Meryl Streep's speech at the Democratic National Convention on Tuesday night was not only inspiring, it was educational. Streep's remarks began with her telling the story of "the first woman to take a bullet for our country," and left listeners with two important questions: who was Deborah Sampson, and why didn't Meryl Streep teach my ninth grade history class? Forget about Paul Revere, let's hear more about the woman who disguised herself as a man in order to "defend a document that didn't fully defend her" in the American Revolution.
According to the National Women's History Museum, Sampson, born in December of 1760 in Plymton, Massachusetts, fought in the Revolution under the name Robert Shurtlieff for two years, and just like Streep described, she really did take a bullet. John Quincy Adams once lauded her service as "virtue of supererogation of the very highest and noblest order." In 1983, 200 years after her honorable discharge from the Continental Army, she was named the official state heroine of Massachusetts. Gov. Charlie Baker also declared May 23, 2016 to be Deborah Sampson Day. And still, most people hadn't heard of her until Streep's speech on Tuesday night. One can't help but wonder if having a woman president would lead to more stories like Sampson's being shared.
Descended from Governor William Bradford and Captain Myles Standish, Sampson was one of Jonathan Sampson, Jr. and Deborah Bradford's seven children born into poverty. When she was 5, her father abandoned the family and moved to Maine. With her mother unable to provide for the children, Samson and her siblings were sent away to various families, and she eventually became the indentured servant of Jeremiah Thomas. Although she had no formal education, she learned to read and write well enough that when she turned 18 and her conscription to Thomas ended, she was able to make a living as a schoolteacher.
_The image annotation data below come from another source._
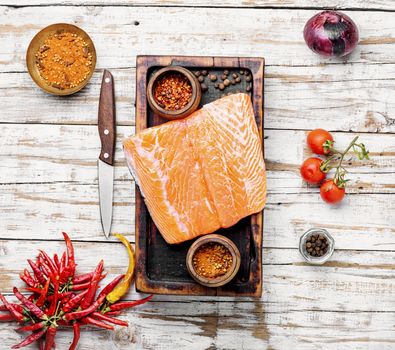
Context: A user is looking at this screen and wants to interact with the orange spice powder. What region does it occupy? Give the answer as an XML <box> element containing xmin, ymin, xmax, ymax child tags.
<box><xmin>192</xmin><ymin>242</ymin><xmax>233</xmax><ymax>278</ymax></box>
<box><xmin>36</xmin><ymin>32</ymin><xmax>92</xmax><ymax>90</ymax></box>
<box><xmin>154</xmin><ymin>73</ymin><xmax>192</xmax><ymax>111</ymax></box>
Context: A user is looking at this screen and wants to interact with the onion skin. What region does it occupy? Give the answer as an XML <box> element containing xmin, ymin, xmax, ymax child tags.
<box><xmin>303</xmin><ymin>11</ymin><xmax>359</xmax><ymax>57</ymax></box>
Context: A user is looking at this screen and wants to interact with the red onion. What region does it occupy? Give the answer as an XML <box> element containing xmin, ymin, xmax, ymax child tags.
<box><xmin>303</xmin><ymin>11</ymin><xmax>359</xmax><ymax>57</ymax></box>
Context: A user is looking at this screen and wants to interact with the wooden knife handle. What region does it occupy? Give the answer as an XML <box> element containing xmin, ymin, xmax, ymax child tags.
<box><xmin>98</xmin><ymin>70</ymin><xmax>116</xmax><ymax>165</ymax></box>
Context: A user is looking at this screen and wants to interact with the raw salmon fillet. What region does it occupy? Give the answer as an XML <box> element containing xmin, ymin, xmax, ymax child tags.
<box><xmin>123</xmin><ymin>94</ymin><xmax>266</xmax><ymax>244</ymax></box>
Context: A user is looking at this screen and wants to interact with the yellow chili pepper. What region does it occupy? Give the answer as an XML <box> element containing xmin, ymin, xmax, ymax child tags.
<box><xmin>106</xmin><ymin>234</ymin><xmax>135</xmax><ymax>304</ymax></box>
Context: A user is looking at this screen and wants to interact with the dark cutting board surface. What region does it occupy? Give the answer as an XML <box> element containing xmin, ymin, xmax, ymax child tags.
<box><xmin>135</xmin><ymin>56</ymin><xmax>264</xmax><ymax>296</ymax></box>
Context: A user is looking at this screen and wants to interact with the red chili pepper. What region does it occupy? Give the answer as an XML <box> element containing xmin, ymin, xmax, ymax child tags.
<box><xmin>62</xmin><ymin>290</ymin><xmax>88</xmax><ymax>312</ymax></box>
<box><xmin>106</xmin><ymin>311</ymin><xmax>122</xmax><ymax>316</ymax></box>
<box><xmin>73</xmin><ymin>272</ymin><xmax>93</xmax><ymax>284</ymax></box>
<box><xmin>62</xmin><ymin>232</ymin><xmax>76</xmax><ymax>277</ymax></box>
<box><xmin>81</xmin><ymin>316</ymin><xmax>114</xmax><ymax>331</ymax></box>
<box><xmin>92</xmin><ymin>312</ymin><xmax>129</xmax><ymax>327</ymax></box>
<box><xmin>59</xmin><ymin>252</ymin><xmax>67</xmax><ymax>284</ymax></box>
<box><xmin>40</xmin><ymin>250</ymin><xmax>59</xmax><ymax>276</ymax></box>
<box><xmin>64</xmin><ymin>295</ymin><xmax>106</xmax><ymax>321</ymax></box>
<box><xmin>104</xmin><ymin>295</ymin><xmax>153</xmax><ymax>313</ymax></box>
<box><xmin>81</xmin><ymin>260</ymin><xmax>104</xmax><ymax>309</ymax></box>
<box><xmin>12</xmin><ymin>329</ymin><xmax>46</xmax><ymax>349</ymax></box>
<box><xmin>13</xmin><ymin>287</ymin><xmax>48</xmax><ymax>320</ymax></box>
<box><xmin>98</xmin><ymin>275</ymin><xmax>125</xmax><ymax>298</ymax></box>
<box><xmin>38</xmin><ymin>255</ymin><xmax>56</xmax><ymax>281</ymax></box>
<box><xmin>10</xmin><ymin>303</ymin><xmax>30</xmax><ymax>316</ymax></box>
<box><xmin>0</xmin><ymin>293</ymin><xmax>26</xmax><ymax>322</ymax></box>
<box><xmin>16</xmin><ymin>322</ymin><xmax>45</xmax><ymax>332</ymax></box>
<box><xmin>36</xmin><ymin>278</ymin><xmax>51</xmax><ymax>306</ymax></box>
<box><xmin>19</xmin><ymin>269</ymin><xmax>38</xmax><ymax>288</ymax></box>
<box><xmin>0</xmin><ymin>314</ymin><xmax>15</xmax><ymax>322</ymax></box>
<box><xmin>26</xmin><ymin>287</ymin><xmax>42</xmax><ymax>294</ymax></box>
<box><xmin>47</xmin><ymin>282</ymin><xmax>59</xmax><ymax>316</ymax></box>
<box><xmin>69</xmin><ymin>321</ymin><xmax>81</xmax><ymax>350</ymax></box>
<box><xmin>47</xmin><ymin>292</ymin><xmax>73</xmax><ymax>302</ymax></box>
<box><xmin>44</xmin><ymin>326</ymin><xmax>57</xmax><ymax>350</ymax></box>
<box><xmin>53</xmin><ymin>254</ymin><xmax>60</xmax><ymax>271</ymax></box>
<box><xmin>0</xmin><ymin>303</ymin><xmax>29</xmax><ymax>316</ymax></box>
<box><xmin>27</xmin><ymin>259</ymin><xmax>47</xmax><ymax>285</ymax></box>
<box><xmin>71</xmin><ymin>282</ymin><xmax>91</xmax><ymax>291</ymax></box>
<box><xmin>19</xmin><ymin>272</ymin><xmax>37</xmax><ymax>288</ymax></box>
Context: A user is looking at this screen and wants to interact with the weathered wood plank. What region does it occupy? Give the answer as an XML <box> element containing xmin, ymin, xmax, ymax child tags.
<box><xmin>0</xmin><ymin>308</ymin><xmax>395</xmax><ymax>350</ymax></box>
<box><xmin>0</xmin><ymin>124</ymin><xmax>395</xmax><ymax>193</ymax></box>
<box><xmin>0</xmin><ymin>0</ymin><xmax>395</xmax><ymax>10</ymax></box>
<box><xmin>0</xmin><ymin>6</ymin><xmax>395</xmax><ymax>72</ymax></box>
<box><xmin>0</xmin><ymin>242</ymin><xmax>395</xmax><ymax>316</ymax></box>
<box><xmin>0</xmin><ymin>61</ymin><xmax>395</xmax><ymax>132</ymax></box>
<box><xmin>0</xmin><ymin>182</ymin><xmax>395</xmax><ymax>250</ymax></box>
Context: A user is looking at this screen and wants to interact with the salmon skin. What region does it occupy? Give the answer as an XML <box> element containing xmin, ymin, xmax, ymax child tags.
<box><xmin>123</xmin><ymin>94</ymin><xmax>266</xmax><ymax>244</ymax></box>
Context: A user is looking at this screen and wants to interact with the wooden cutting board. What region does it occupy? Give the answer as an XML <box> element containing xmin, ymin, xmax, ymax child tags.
<box><xmin>135</xmin><ymin>56</ymin><xmax>264</xmax><ymax>297</ymax></box>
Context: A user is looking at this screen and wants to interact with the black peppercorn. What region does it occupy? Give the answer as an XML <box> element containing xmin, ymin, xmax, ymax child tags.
<box><xmin>200</xmin><ymin>83</ymin><xmax>208</xmax><ymax>92</ymax></box>
<box><xmin>210</xmin><ymin>74</ymin><xmax>217</xmax><ymax>81</ymax></box>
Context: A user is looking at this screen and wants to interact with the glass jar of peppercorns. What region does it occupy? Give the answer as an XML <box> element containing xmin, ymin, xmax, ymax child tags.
<box><xmin>299</xmin><ymin>228</ymin><xmax>335</xmax><ymax>265</ymax></box>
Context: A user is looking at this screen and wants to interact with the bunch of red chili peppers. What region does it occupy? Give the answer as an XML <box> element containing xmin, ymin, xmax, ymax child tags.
<box><xmin>0</xmin><ymin>232</ymin><xmax>152</xmax><ymax>350</ymax></box>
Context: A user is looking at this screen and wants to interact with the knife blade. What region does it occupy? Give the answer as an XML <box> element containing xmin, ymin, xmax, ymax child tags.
<box><xmin>97</xmin><ymin>70</ymin><xmax>116</xmax><ymax>238</ymax></box>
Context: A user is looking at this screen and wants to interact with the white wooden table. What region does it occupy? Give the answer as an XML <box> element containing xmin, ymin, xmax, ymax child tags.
<box><xmin>0</xmin><ymin>0</ymin><xmax>395</xmax><ymax>350</ymax></box>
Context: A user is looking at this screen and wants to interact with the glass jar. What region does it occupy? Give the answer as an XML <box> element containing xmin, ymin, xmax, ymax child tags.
<box><xmin>299</xmin><ymin>228</ymin><xmax>335</xmax><ymax>265</ymax></box>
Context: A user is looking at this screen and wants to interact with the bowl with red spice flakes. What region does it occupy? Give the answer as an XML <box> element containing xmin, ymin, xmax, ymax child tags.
<box><xmin>147</xmin><ymin>66</ymin><xmax>202</xmax><ymax>120</ymax></box>
<box><xmin>26</xmin><ymin>23</ymin><xmax>96</xmax><ymax>96</ymax></box>
<box><xmin>186</xmin><ymin>234</ymin><xmax>240</xmax><ymax>287</ymax></box>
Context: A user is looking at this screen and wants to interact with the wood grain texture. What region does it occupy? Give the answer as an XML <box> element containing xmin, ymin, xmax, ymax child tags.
<box><xmin>0</xmin><ymin>0</ymin><xmax>395</xmax><ymax>11</ymax></box>
<box><xmin>0</xmin><ymin>62</ymin><xmax>395</xmax><ymax>133</ymax></box>
<box><xmin>0</xmin><ymin>239</ymin><xmax>395</xmax><ymax>310</ymax></box>
<box><xmin>135</xmin><ymin>56</ymin><xmax>265</xmax><ymax>297</ymax></box>
<box><xmin>98</xmin><ymin>70</ymin><xmax>116</xmax><ymax>165</ymax></box>
<box><xmin>0</xmin><ymin>6</ymin><xmax>395</xmax><ymax>73</ymax></box>
<box><xmin>0</xmin><ymin>124</ymin><xmax>395</xmax><ymax>189</ymax></box>
<box><xmin>0</xmin><ymin>182</ymin><xmax>395</xmax><ymax>250</ymax></box>
<box><xmin>0</xmin><ymin>0</ymin><xmax>395</xmax><ymax>350</ymax></box>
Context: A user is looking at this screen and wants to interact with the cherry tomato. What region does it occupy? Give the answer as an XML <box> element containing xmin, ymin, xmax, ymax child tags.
<box><xmin>320</xmin><ymin>179</ymin><xmax>346</xmax><ymax>204</ymax></box>
<box><xmin>307</xmin><ymin>129</ymin><xmax>333</xmax><ymax>154</ymax></box>
<box><xmin>300</xmin><ymin>157</ymin><xmax>326</xmax><ymax>184</ymax></box>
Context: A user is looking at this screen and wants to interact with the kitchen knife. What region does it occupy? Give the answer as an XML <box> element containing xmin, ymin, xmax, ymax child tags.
<box><xmin>97</xmin><ymin>70</ymin><xmax>116</xmax><ymax>238</ymax></box>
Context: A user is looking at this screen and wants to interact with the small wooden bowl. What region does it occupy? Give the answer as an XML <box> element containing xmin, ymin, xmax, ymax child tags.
<box><xmin>186</xmin><ymin>234</ymin><xmax>240</xmax><ymax>287</ymax></box>
<box><xmin>147</xmin><ymin>66</ymin><xmax>202</xmax><ymax>120</ymax></box>
<box><xmin>26</xmin><ymin>23</ymin><xmax>96</xmax><ymax>96</ymax></box>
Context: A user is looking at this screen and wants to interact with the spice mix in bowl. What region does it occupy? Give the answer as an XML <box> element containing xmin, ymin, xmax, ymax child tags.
<box><xmin>187</xmin><ymin>234</ymin><xmax>240</xmax><ymax>287</ymax></box>
<box><xmin>26</xmin><ymin>23</ymin><xmax>96</xmax><ymax>95</ymax></box>
<box><xmin>147</xmin><ymin>66</ymin><xmax>202</xmax><ymax>120</ymax></box>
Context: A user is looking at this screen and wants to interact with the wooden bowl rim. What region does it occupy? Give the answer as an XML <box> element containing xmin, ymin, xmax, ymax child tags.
<box><xmin>26</xmin><ymin>23</ymin><xmax>97</xmax><ymax>96</ymax></box>
<box><xmin>147</xmin><ymin>66</ymin><xmax>200</xmax><ymax>119</ymax></box>
<box><xmin>186</xmin><ymin>234</ymin><xmax>241</xmax><ymax>287</ymax></box>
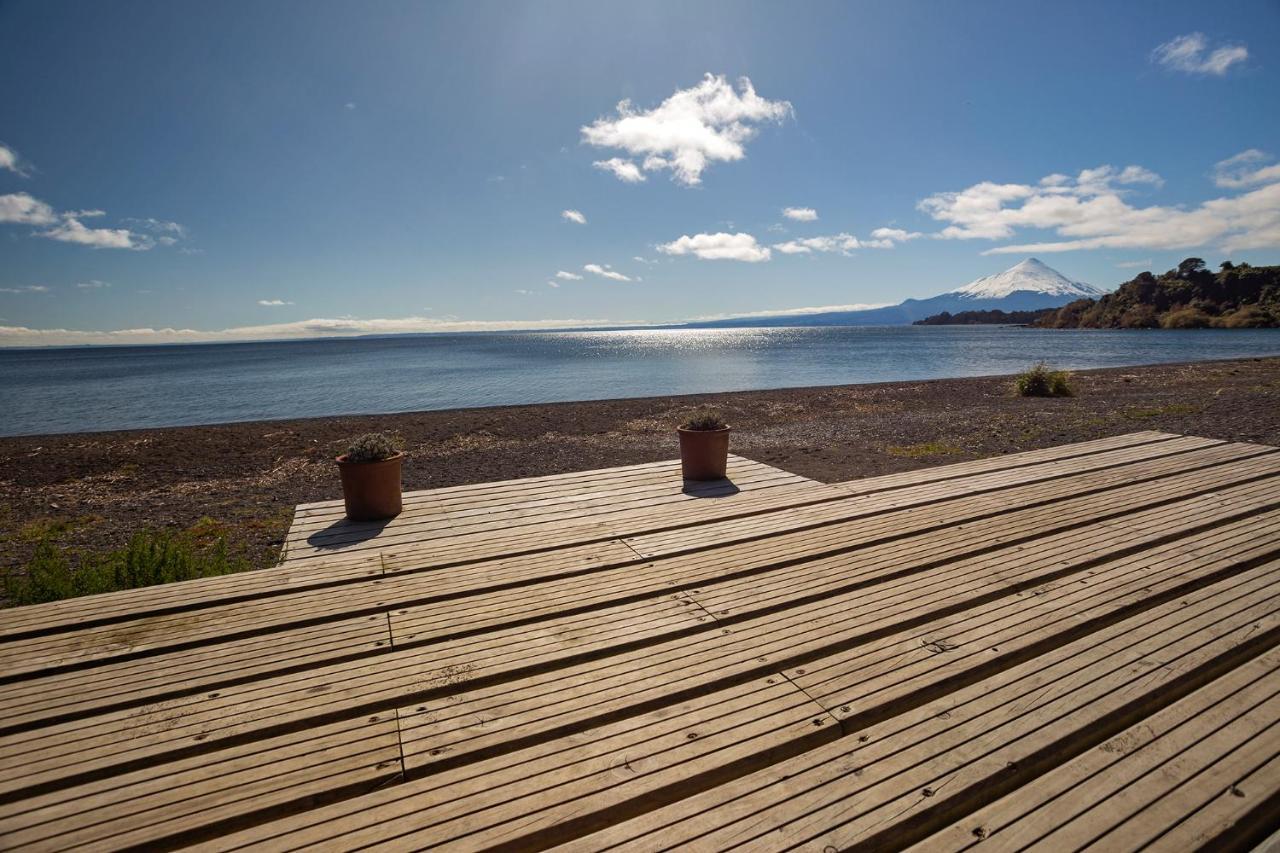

In May of 1781, disguised as Robert Shurtlieff, Sampson enlisted in the Massachusetts Fourth Regiment, and marched 200 miles to West Point, New York, to join Captain George Webb’s Company of Light Infantry. During a battle with a band of Tories the following year, Sampson suffered a sword slash to her forehead, and was shot in the upper thigh. Her forehead wound was treated at a field hospital, but she concealed her thigh wound from the doctor, and later dug the musket ball out of her own leg with a knife.
In 1783, Samson became ill and lost consciousness. Dr. Benjamin Binney removed her clothing to treat her, and discovered her secret. He outed her to Gen. John Paterson, whom she was serving under at the time, and she was relieved of duty, but incredibly, she received an honorable discharge. Two years later, she settled in Sharon, Massachusetts, marrying Benjamin Gannett. The couple had three biological children, and also adopted an orphaned girl, according to the Canton Massachusetts Historical Society. In 1802, she embarked on a yearlong lecture tour, enthralling sold-out audiences with her amazing story. Still, the Gannetts struggled financially, and Sampson's friend Paul Revere (that guy again!) lent her money, and successfully lobbied Congress to pay her a pension for her service to her country.
After his wife's death in 1827, Gannett petitioned for payment of her pension, and Congress passed an act awarding the family the money in 1838. It was during the passage of this act that Adams praised Sampson, noting that "the whole history of the American Revolution records no other similar episode of female heroism, fidelity and courage." She was laid to rest at Sharon's Rock Ridge Cemetery, and memorialized with both a park and a statue outside of the public library. Now if only Streep would produce a movie about her life.